I guess, the problem might be the copyto! in the mul! function (ToeplitzMatrices.jl/linearalgebra.jl at 63c9ae4e0c697d745a6a454608ffe40d4b1f2118 · JuliaLinearAlgebra/ToeplitzMatrices.jl · GitHub), which performs the multiplications. It seems to modify the factorization object. I guess it’s simply that this mul! method is not thread safe. I wish there was a way to tell which methods or libraries are thread-safe, but that’s a big ask.

This leaves me with the options of giving up, or trying to figure out how to make ToeplitzMatrices.jl thread-safe, which might not even be possible without a big performance hit.

This is the function in question:

function mul!(
    y::StridedVector, A::ToeplitzFactorization, x::StridedVector, α::Number, β::Number
)
    n = length(x)
    m = length(y)
    vcvr_dft = A.vcvr_dft
    N = length(vcvr_dft)
    if m > N || n > N
        throw(DimensionMismatch(
            "Toeplitz factorization does not match size of input and output vector"
        ))
    end

    T = Base.promote_eltype(y, A, x, α, β)
    tmp = A.tmp
    dft = A.dft
    @inbounds begin
        copyto!(tmp, 1, x, 1, n)
        for i in (n+1):N
            tmp[i] = zero(eltype(tmp))
        end
        mul!(tmp, dft, tmp)
        for i in 1:N
            tmp[i] *= vcvr_dft[i]
        end
        dft \ tmp
        if iszero(β)
            for i in 1:m
                y[i] = α * maybereal(T, tmp[i])
            end
        else
            for i in 1:m
                y[i] = muladd(α, maybereal(T, tmp[i]), β * y[i])
            end
        end
    end

    return y
end

It re-uses the same A.tmp buffer, which is not thread-safe.

1 Like

Am I right to assume the copyto! is the problem because it modifies the buffer? Reading the buffers should be fine, right?

What I tried now is to modify the mul! function by introducing an option not to reuse the buffer:

function mul!(
    y::StridedVector, A::ToeplitzFactorization, x::StridedVector, α::Number, β::Number; dont_modify_A=false,
)
# ...

    if dont_modify_A
        tmp = copy(A.tmp)
    else
        tmp = A.tmp
    end

# ...

And then it seems to work correctly. However, I’d rather be sure that it has to work correctly…
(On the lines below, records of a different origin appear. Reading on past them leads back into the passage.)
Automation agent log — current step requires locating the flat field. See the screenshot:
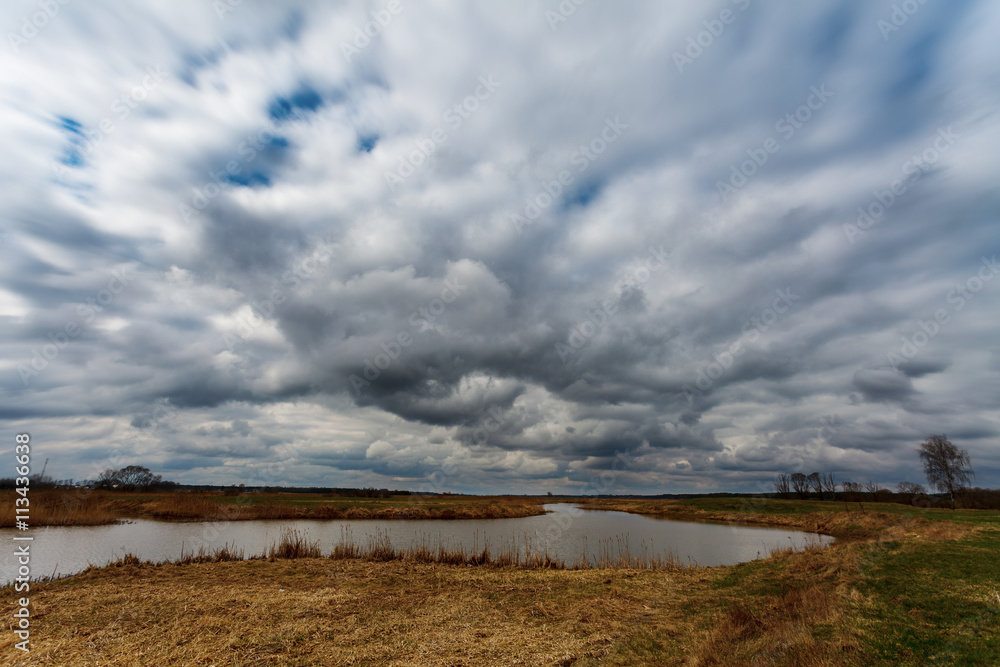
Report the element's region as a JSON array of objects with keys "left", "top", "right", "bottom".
[{"left": 0, "top": 498, "right": 1000, "bottom": 667}]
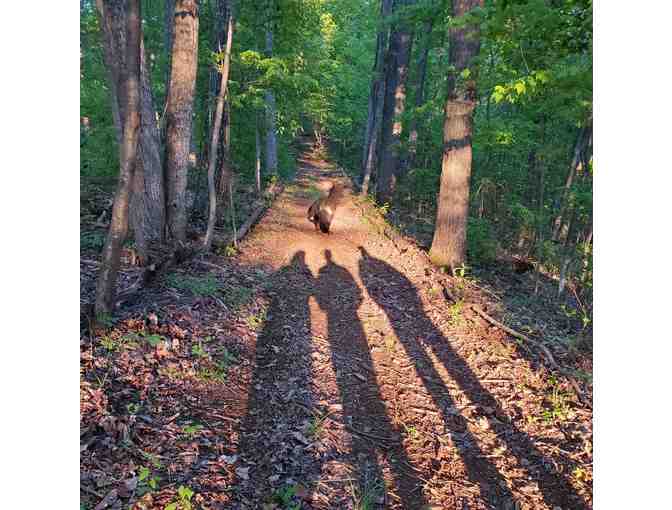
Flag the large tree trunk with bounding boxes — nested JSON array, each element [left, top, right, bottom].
[[429, 0, 483, 271], [203, 6, 233, 250], [166, 0, 198, 243], [400, 19, 433, 175], [254, 112, 261, 196], [264, 7, 278, 175], [95, 0, 141, 317], [551, 121, 593, 241], [96, 0, 165, 264], [376, 0, 414, 204], [131, 41, 166, 265], [361, 0, 392, 195], [163, 0, 175, 107]]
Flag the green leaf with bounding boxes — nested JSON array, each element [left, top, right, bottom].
[[138, 466, 149, 482]]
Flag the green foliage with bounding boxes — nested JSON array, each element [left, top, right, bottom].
[[541, 376, 572, 424], [164, 485, 194, 510], [273, 484, 301, 510], [137, 466, 161, 496], [182, 423, 203, 439], [467, 217, 497, 265]]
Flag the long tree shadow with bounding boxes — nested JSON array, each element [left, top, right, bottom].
[[315, 250, 425, 509], [238, 251, 321, 508], [359, 246, 587, 508]]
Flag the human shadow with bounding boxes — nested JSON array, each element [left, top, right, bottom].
[[359, 246, 587, 508], [238, 251, 322, 508], [314, 250, 426, 509]]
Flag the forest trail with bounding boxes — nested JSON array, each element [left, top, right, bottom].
[[228, 144, 590, 510]]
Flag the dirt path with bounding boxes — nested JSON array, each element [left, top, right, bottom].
[[227, 145, 590, 509]]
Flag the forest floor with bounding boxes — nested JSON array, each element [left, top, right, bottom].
[[80, 140, 592, 510]]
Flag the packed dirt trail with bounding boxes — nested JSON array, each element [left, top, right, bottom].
[[228, 144, 590, 509]]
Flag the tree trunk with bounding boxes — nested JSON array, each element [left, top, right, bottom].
[[376, 0, 414, 204], [131, 40, 166, 265], [429, 0, 483, 271], [551, 121, 593, 241], [203, 6, 233, 251], [96, 0, 165, 265], [254, 112, 261, 196], [95, 0, 141, 317], [163, 0, 175, 106], [534, 122, 546, 296], [166, 0, 198, 243], [361, 0, 392, 195], [264, 2, 278, 175], [558, 208, 577, 296], [400, 19, 433, 175]]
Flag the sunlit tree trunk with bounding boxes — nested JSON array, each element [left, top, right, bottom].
[[376, 0, 415, 204], [429, 0, 483, 271], [163, 0, 175, 106], [96, 0, 165, 264], [400, 20, 433, 175], [254, 112, 261, 196], [165, 0, 198, 243], [361, 0, 392, 195], [203, 6, 233, 250], [264, 1, 278, 175], [95, 0, 141, 316], [551, 121, 593, 241]]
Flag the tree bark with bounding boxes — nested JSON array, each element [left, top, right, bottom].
[[96, 0, 165, 265], [95, 0, 141, 317], [376, 0, 415, 204], [400, 19, 434, 175], [166, 0, 198, 243], [163, 0, 175, 106], [551, 120, 593, 241], [203, 6, 233, 251], [429, 0, 483, 272], [254, 112, 261, 196], [558, 208, 577, 296], [264, 1, 278, 175], [361, 0, 392, 195]]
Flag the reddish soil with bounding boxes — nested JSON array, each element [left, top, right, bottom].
[[82, 144, 592, 510]]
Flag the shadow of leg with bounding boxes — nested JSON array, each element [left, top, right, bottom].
[[359, 247, 586, 508], [315, 250, 425, 509]]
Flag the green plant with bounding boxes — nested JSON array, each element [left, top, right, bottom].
[[100, 335, 121, 352], [191, 338, 208, 358], [224, 285, 252, 310], [541, 376, 571, 424], [164, 485, 194, 510], [166, 273, 220, 296], [96, 313, 117, 328], [138, 466, 161, 496], [402, 423, 420, 441], [273, 484, 301, 510], [467, 217, 497, 265], [350, 480, 383, 510], [126, 402, 142, 414], [79, 231, 106, 251], [247, 308, 267, 330], [139, 450, 163, 469], [182, 423, 203, 439], [448, 299, 464, 326]]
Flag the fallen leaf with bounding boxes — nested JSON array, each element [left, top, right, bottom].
[[117, 476, 138, 498], [218, 455, 238, 465]]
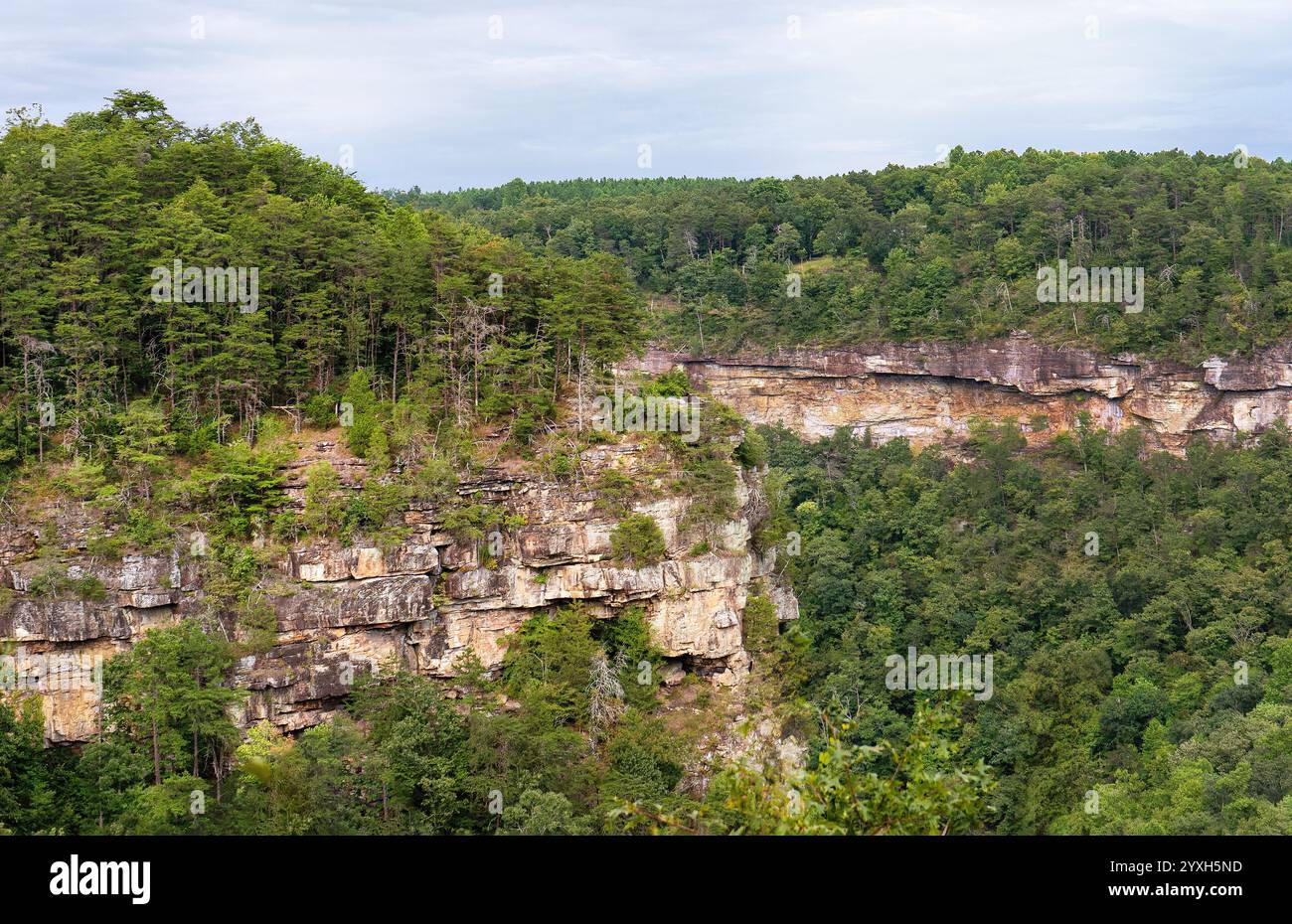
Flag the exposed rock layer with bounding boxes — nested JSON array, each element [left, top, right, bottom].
[[624, 335, 1292, 452], [0, 443, 797, 742]]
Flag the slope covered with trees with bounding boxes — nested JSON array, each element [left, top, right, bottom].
[[0, 90, 642, 478], [398, 147, 1292, 360], [765, 415, 1292, 834], [0, 90, 1292, 834]]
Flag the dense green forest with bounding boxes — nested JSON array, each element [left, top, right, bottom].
[[387, 147, 1292, 360], [0, 90, 1292, 834], [767, 424, 1292, 834], [0, 90, 642, 478]]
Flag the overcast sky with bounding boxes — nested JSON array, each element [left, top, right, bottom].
[[0, 0, 1292, 189]]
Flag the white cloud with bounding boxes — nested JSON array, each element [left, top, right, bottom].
[[0, 0, 1292, 188]]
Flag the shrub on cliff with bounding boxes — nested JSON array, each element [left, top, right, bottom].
[[610, 513, 668, 567]]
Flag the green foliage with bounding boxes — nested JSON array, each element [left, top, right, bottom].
[[610, 513, 668, 567], [29, 566, 107, 603], [178, 441, 285, 538], [403, 147, 1292, 361], [0, 90, 645, 470], [740, 594, 780, 653], [762, 424, 1292, 834]]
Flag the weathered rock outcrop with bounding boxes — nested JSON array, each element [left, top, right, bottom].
[[623, 335, 1292, 452], [0, 442, 797, 742]]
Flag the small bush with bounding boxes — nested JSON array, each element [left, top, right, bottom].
[[610, 513, 667, 566]]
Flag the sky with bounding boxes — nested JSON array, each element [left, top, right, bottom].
[[0, 0, 1292, 190]]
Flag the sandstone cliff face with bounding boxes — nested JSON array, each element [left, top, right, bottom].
[[0, 443, 797, 742], [623, 335, 1292, 452]]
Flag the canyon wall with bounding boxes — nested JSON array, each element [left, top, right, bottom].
[[0, 442, 797, 743], [621, 335, 1292, 452]]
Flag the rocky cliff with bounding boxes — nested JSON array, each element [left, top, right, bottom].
[[623, 335, 1292, 452], [0, 442, 797, 742]]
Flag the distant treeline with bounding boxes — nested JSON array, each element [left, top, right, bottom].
[[387, 147, 1292, 358]]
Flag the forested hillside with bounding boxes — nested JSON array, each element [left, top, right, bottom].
[[765, 424, 1292, 834], [0, 90, 642, 478], [0, 90, 1292, 834], [387, 147, 1292, 360]]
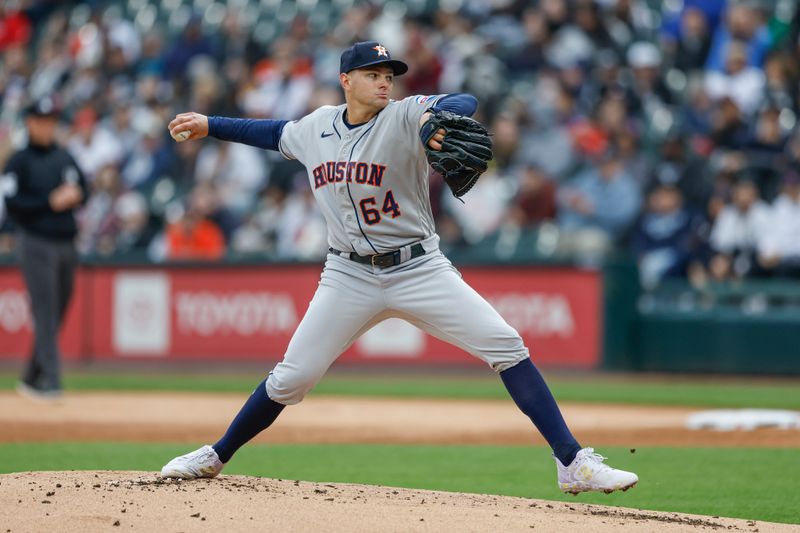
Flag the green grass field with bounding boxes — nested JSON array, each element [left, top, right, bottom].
[[0, 373, 800, 409], [0, 372, 800, 524], [0, 443, 800, 523]]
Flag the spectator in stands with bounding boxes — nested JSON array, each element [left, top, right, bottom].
[[164, 15, 214, 83], [166, 181, 225, 261], [241, 39, 314, 120], [0, 2, 31, 53], [705, 41, 766, 115], [444, 167, 514, 243], [632, 184, 704, 287], [557, 148, 641, 255], [708, 178, 770, 280], [710, 96, 750, 150], [508, 165, 556, 228], [706, 1, 771, 72], [668, 7, 711, 73], [195, 142, 268, 217], [78, 165, 122, 255], [67, 106, 124, 182], [111, 191, 156, 259], [646, 129, 711, 211], [627, 41, 673, 117], [758, 170, 800, 277]]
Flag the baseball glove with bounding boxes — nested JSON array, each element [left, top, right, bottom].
[[419, 111, 492, 198]]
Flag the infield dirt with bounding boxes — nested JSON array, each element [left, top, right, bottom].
[[0, 392, 800, 533], [0, 472, 797, 533]]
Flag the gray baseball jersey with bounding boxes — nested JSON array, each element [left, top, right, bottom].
[[279, 96, 441, 255], [266, 96, 528, 405]]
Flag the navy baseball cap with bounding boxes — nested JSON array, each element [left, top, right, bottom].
[[339, 41, 408, 76]]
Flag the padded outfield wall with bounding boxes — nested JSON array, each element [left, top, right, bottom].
[[0, 260, 800, 375], [0, 265, 603, 369]]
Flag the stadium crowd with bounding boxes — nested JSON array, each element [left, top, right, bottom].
[[0, 0, 800, 285]]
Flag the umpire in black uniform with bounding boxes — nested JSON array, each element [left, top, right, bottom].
[[4, 97, 88, 399]]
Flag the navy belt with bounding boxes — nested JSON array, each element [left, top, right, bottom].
[[328, 243, 425, 268]]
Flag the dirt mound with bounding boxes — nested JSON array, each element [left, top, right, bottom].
[[0, 471, 796, 533]]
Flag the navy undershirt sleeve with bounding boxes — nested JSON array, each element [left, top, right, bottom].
[[208, 117, 289, 150], [433, 93, 478, 117]]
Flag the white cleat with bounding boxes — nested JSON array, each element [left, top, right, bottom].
[[554, 448, 639, 494], [161, 444, 225, 479]]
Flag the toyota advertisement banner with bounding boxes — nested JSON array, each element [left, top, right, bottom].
[[0, 265, 602, 369]]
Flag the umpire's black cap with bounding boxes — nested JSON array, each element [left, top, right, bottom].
[[339, 41, 408, 76], [25, 96, 61, 118]]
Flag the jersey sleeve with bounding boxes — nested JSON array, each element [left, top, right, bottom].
[[0, 152, 52, 215], [278, 106, 336, 163]]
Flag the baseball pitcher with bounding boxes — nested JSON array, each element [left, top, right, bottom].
[[161, 42, 638, 494]]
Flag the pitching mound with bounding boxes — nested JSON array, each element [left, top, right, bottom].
[[0, 471, 796, 533]]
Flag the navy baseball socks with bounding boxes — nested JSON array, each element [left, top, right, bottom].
[[161, 379, 285, 479], [500, 358, 581, 465], [212, 378, 286, 463]]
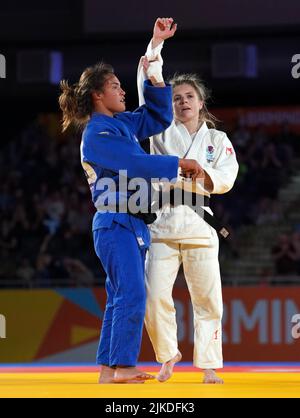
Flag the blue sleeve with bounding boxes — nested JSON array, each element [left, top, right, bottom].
[[117, 80, 173, 141], [82, 128, 178, 181]]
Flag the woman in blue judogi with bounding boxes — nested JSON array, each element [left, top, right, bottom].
[[60, 22, 200, 383]]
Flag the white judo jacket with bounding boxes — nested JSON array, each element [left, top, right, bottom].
[[137, 42, 238, 244]]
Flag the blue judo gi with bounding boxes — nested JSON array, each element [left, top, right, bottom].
[[81, 81, 178, 367]]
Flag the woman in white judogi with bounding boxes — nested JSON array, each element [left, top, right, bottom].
[[138, 19, 238, 383]]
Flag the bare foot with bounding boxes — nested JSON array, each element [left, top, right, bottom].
[[114, 367, 155, 383], [99, 366, 115, 383], [203, 369, 224, 385], [157, 351, 182, 382]]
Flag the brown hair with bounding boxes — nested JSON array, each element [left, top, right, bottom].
[[58, 62, 114, 132], [169, 73, 218, 128]]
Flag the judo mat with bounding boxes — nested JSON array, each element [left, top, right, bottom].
[[0, 363, 300, 399]]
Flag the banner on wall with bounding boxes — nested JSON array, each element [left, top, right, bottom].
[[0, 287, 300, 363]]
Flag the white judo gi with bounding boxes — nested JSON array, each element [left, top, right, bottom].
[[138, 42, 238, 369]]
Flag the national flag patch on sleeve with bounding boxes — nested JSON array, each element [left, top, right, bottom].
[[226, 147, 233, 155]]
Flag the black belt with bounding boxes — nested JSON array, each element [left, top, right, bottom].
[[159, 189, 230, 238]]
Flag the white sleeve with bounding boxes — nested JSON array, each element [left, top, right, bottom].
[[203, 133, 239, 194], [137, 40, 164, 106]]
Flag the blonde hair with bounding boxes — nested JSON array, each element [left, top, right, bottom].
[[169, 73, 219, 129], [58, 62, 114, 132]]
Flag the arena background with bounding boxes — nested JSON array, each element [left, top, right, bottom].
[[0, 0, 300, 363]]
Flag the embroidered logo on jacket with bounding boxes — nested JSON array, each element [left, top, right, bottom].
[[226, 147, 233, 155], [206, 145, 215, 163]]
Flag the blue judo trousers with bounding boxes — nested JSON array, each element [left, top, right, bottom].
[[81, 81, 178, 366]]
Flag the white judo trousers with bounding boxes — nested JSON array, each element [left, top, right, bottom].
[[145, 234, 223, 369], [138, 39, 238, 369]]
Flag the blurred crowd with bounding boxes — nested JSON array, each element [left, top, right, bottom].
[[0, 115, 300, 288]]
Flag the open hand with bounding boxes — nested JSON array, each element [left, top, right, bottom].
[[153, 17, 177, 41]]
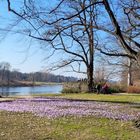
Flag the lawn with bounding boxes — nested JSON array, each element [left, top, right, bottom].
[[0, 94, 140, 140], [35, 93, 140, 103]]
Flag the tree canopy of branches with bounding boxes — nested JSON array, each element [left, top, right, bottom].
[[4, 0, 140, 92]]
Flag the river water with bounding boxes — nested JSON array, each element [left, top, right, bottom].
[[0, 84, 63, 96]]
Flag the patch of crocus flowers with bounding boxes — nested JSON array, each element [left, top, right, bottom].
[[0, 98, 140, 121]]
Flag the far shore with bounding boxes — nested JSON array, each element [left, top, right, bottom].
[[0, 81, 63, 87]]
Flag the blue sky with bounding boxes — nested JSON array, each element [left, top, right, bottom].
[[0, 1, 65, 74], [0, 1, 85, 78], [0, 2, 43, 72]]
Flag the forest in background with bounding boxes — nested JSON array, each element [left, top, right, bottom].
[[0, 62, 77, 86]]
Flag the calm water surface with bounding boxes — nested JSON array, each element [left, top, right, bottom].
[[0, 84, 63, 96]]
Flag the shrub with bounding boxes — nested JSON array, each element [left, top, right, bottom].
[[127, 86, 140, 93]]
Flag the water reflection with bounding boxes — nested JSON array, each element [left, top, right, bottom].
[[0, 84, 63, 96]]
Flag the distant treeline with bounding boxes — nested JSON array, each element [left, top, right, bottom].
[[0, 62, 77, 85], [0, 70, 77, 83]]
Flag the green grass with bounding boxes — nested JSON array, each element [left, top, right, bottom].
[[0, 111, 140, 140], [32, 93, 140, 103]]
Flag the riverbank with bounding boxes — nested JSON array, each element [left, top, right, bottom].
[[0, 80, 63, 87], [0, 94, 140, 140]]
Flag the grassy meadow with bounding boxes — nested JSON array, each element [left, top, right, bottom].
[[0, 94, 140, 140]]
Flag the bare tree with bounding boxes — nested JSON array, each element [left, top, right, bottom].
[[2, 0, 140, 92]]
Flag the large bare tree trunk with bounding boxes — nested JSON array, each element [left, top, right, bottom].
[[87, 66, 94, 93], [127, 58, 133, 86]]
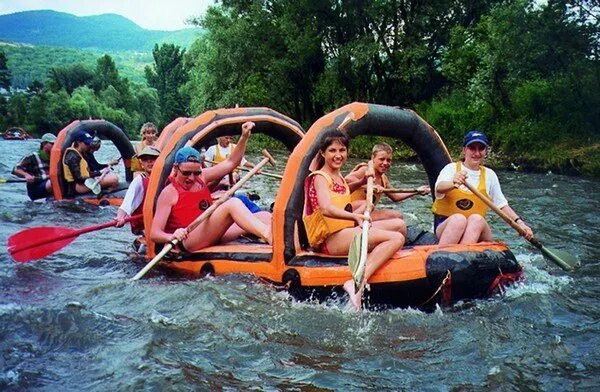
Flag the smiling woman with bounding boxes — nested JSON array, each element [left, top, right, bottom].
[[151, 121, 271, 252], [432, 130, 533, 245]]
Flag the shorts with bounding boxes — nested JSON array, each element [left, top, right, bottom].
[[27, 180, 52, 200], [233, 193, 261, 214], [433, 215, 448, 234]]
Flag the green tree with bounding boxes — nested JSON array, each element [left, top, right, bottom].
[[46, 64, 94, 94], [144, 44, 188, 122], [0, 50, 11, 90], [424, 0, 600, 172], [6, 93, 27, 126]]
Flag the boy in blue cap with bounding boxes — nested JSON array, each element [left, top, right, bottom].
[[62, 130, 119, 196], [12, 133, 56, 200], [432, 130, 533, 245], [150, 121, 271, 252]]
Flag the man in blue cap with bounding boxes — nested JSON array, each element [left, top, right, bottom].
[[12, 133, 56, 200], [150, 121, 271, 252], [62, 130, 119, 196], [432, 130, 533, 245]]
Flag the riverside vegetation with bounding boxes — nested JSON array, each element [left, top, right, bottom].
[[0, 0, 600, 176]]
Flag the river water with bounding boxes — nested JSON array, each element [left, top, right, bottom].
[[0, 141, 600, 391]]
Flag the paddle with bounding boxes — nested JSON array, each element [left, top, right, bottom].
[[7, 214, 142, 263], [0, 178, 27, 184], [465, 182, 579, 271], [83, 157, 121, 195], [364, 188, 429, 195], [205, 159, 283, 180], [348, 161, 373, 292], [131, 150, 275, 280]]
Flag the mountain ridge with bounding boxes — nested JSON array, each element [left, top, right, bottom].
[[0, 10, 202, 51]]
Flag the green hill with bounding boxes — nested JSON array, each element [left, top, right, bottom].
[[0, 10, 201, 52], [0, 41, 154, 89]]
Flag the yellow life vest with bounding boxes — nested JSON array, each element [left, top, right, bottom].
[[215, 143, 239, 174], [215, 143, 236, 163], [62, 147, 90, 182], [431, 162, 489, 217], [302, 170, 354, 247], [350, 162, 390, 206]]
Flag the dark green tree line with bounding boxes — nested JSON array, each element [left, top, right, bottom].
[[144, 44, 188, 122], [0, 55, 162, 137]]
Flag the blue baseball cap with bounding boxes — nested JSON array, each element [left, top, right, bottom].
[[175, 147, 203, 163], [74, 131, 94, 146], [463, 129, 490, 147]]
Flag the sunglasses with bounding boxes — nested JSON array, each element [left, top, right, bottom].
[[467, 144, 487, 151], [179, 169, 202, 177]]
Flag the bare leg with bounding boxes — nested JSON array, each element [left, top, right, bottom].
[[327, 227, 404, 310], [220, 211, 271, 243], [371, 208, 404, 221], [460, 214, 492, 244], [372, 218, 406, 236], [435, 214, 467, 245], [183, 198, 271, 251], [100, 173, 119, 189]]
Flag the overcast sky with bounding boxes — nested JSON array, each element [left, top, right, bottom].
[[0, 0, 214, 30]]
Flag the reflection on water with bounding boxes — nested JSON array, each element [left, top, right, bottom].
[[0, 141, 600, 390]]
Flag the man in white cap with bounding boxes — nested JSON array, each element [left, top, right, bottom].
[[12, 133, 56, 200], [431, 129, 533, 245], [62, 130, 119, 197], [115, 146, 160, 234]]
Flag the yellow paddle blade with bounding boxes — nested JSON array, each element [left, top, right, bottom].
[[348, 233, 362, 280]]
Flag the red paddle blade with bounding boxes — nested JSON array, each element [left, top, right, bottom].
[[7, 226, 79, 263]]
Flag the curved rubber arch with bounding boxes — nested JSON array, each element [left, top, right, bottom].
[[50, 120, 135, 200], [273, 102, 451, 264]]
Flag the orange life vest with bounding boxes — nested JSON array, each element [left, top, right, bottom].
[[130, 173, 150, 234], [431, 162, 489, 217], [165, 177, 212, 233], [302, 170, 355, 247], [62, 147, 90, 182], [350, 162, 390, 206]]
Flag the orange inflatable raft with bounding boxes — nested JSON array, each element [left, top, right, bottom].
[[137, 103, 522, 308]]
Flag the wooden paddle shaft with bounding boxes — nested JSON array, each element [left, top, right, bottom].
[[0, 178, 27, 184], [11, 214, 142, 252], [84, 158, 121, 194], [206, 159, 283, 180], [465, 181, 578, 271], [465, 181, 533, 237], [355, 161, 374, 287], [131, 150, 275, 280]]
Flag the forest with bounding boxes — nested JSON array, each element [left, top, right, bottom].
[[0, 0, 600, 176]]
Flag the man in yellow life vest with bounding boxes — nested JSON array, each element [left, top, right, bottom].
[[62, 130, 119, 196], [432, 130, 533, 245], [204, 136, 254, 190]]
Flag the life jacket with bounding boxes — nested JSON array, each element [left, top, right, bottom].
[[215, 143, 239, 178], [431, 162, 489, 217], [165, 177, 212, 233], [350, 162, 390, 206], [62, 147, 90, 182], [32, 150, 50, 181], [302, 170, 355, 247], [130, 173, 150, 234], [215, 143, 236, 163]]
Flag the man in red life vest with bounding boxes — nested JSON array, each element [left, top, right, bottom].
[[115, 146, 160, 234], [150, 121, 271, 252]]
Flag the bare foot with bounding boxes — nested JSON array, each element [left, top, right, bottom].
[[260, 226, 273, 245], [344, 279, 362, 311]]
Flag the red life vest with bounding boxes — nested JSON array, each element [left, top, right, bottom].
[[131, 173, 150, 234], [165, 177, 212, 233]]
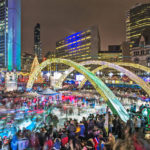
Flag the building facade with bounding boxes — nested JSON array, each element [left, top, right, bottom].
[[45, 51, 58, 71], [21, 52, 34, 72], [126, 3, 150, 47], [98, 50, 123, 62], [56, 26, 100, 69], [131, 34, 150, 67], [0, 0, 21, 71], [34, 23, 42, 59]]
The copyto! and the mul!. The point is that you can’t have multiple threads writing to the same temporary buffer in parallel.

1 Like

Thanks! It seems the copy operation I put in solves the problem, as I don’t think anything else modifies contents of the factorization.

I guess the package maintainers wouldn’t want to implement thread safety for this feature but I can always use my modified version.